Ingesting PDFs and why Gemini 2.0 changes everything

This is using exactly the wrong tools at every stage of the OCR pipeline, and the cost is astronomical as a result.

You don't use multimodal models to extract a wall of text from an image. They hallucinate constantly the second you get past perfect 100% high-fidelity images.

You use an object detection model trained on documents to find the bounding boxes of each document section as _images_; each bounding box comes with a confidence score for free.

You then feed each box of text to a regular OCR model, also gives you a confidence score along with each prediction it makes.

You feed each image box into a multimodal model to describe what the image is about.

For tables, use a specialist model that does nothing but extract tables—models like GridFormer that aren't hyped to hell and back.

You then stitch everything together in an XML file because Markdown is for human consumption.

You now have everything extracted with flat XML markup for each category the object detection model knows about, along with multiple types of probability metadata for each bounding box, each letter, and each table cell.

You can now start feeding this data programmatically into an LLM to do _text_ processing, where you use the XML to control what parts of the document you send to the LLM.

You then get chunking with location data and confidence scores of every part of the document to put as meta data into the RAG store.

I've build a system that read 500k pages _per day_ using the above completely locally on a machine that cost $20k.

Getting "bitter lesson" vibes from this post

The bitter lesson is very little of the sort.

If we had unlimited memory, compute and data we'd use a rank N tensor for an input of length N and call it a day.

Unfortunately N^N grows rather fast and we have to do all sorts of interesting engineering to make ML calculations complete before the heat death of the universe.

> Most AI research has been conducted as if the computation available to the agent were constant (in which case leveraging human knowledge would be one of the only ways to improve performance) but, over a slightly longer time than a typical research project, massively more computation inevitably becomes available.
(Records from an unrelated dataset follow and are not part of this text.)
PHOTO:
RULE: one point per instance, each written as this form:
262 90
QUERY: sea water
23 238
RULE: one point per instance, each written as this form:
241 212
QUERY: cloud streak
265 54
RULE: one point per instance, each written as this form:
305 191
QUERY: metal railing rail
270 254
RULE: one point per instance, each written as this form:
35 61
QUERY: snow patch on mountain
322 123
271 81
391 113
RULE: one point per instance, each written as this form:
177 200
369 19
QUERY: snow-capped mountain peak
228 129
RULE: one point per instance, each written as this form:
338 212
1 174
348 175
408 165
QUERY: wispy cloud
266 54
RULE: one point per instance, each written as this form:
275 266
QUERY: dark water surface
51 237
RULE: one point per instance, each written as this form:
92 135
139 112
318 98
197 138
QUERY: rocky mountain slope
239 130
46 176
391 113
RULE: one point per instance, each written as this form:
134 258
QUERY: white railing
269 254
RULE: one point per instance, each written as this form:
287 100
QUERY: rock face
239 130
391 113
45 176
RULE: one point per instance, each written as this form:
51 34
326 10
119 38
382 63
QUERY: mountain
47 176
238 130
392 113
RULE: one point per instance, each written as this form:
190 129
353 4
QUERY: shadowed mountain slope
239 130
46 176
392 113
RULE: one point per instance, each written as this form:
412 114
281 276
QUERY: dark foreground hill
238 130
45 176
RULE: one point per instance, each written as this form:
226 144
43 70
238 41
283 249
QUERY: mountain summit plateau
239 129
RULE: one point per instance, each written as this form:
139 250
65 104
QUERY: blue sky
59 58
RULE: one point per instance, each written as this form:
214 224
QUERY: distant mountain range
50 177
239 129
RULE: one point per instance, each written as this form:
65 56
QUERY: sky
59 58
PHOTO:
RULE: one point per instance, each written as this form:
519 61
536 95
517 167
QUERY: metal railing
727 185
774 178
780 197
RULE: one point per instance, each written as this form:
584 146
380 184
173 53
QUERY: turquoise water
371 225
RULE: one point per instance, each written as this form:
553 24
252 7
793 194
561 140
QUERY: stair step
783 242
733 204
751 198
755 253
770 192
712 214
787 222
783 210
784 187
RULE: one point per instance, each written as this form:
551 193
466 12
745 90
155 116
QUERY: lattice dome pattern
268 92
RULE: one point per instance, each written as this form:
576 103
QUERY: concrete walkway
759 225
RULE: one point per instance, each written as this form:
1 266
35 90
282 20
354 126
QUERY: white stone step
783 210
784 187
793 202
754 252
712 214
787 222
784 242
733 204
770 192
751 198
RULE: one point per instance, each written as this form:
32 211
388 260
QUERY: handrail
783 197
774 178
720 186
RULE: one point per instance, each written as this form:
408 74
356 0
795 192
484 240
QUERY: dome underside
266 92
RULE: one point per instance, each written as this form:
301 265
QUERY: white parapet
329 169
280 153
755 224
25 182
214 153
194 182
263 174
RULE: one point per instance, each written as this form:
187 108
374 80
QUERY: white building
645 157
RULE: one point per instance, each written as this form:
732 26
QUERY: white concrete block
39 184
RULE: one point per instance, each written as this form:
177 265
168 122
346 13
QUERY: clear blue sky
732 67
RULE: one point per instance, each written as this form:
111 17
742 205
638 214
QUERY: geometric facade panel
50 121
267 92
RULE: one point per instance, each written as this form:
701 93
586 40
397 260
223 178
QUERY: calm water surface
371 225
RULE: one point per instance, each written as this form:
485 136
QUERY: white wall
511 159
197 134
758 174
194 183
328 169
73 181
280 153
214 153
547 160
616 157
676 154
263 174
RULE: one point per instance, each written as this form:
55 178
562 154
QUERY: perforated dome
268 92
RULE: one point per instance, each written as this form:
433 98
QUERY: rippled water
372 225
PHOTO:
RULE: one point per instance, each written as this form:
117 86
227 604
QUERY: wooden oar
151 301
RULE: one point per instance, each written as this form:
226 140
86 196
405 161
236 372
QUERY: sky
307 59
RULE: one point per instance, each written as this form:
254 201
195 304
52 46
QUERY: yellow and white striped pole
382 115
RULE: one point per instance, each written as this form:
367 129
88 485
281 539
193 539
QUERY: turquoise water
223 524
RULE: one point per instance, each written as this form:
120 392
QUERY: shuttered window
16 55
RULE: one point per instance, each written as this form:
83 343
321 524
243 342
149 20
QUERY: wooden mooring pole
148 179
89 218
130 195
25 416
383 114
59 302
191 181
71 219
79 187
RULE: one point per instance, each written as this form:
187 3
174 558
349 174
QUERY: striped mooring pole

Seeking an improvement that makes a difference in the shorter term, researchers seek to leverage their human knowledge of the domain, but the only thing that matters in the long run is the leveraging of computation. These two need not run counter to each other, but in practice they tend to. Time spent on one is time not spent on the other. There are psychological commitments to investment in one approach or the other. And the human-knowledge approach tends to complicate methods in ways that make them less suited to taking advantage of general methods leveraging computation.

To solve mnist without mathematical tricks like convolutions or attention heads you would nees 2.5e42 weights. Assuming that you're using 16 bit weights that 5e42 bytes. A yotta byte is 10e24.

That is you'd need 5 exa yotta bytes to solve it.

Currently the whole world has around 200 zetabytes of storage.

I short for the next 120 years mnist will need mathematical tricks to be solved.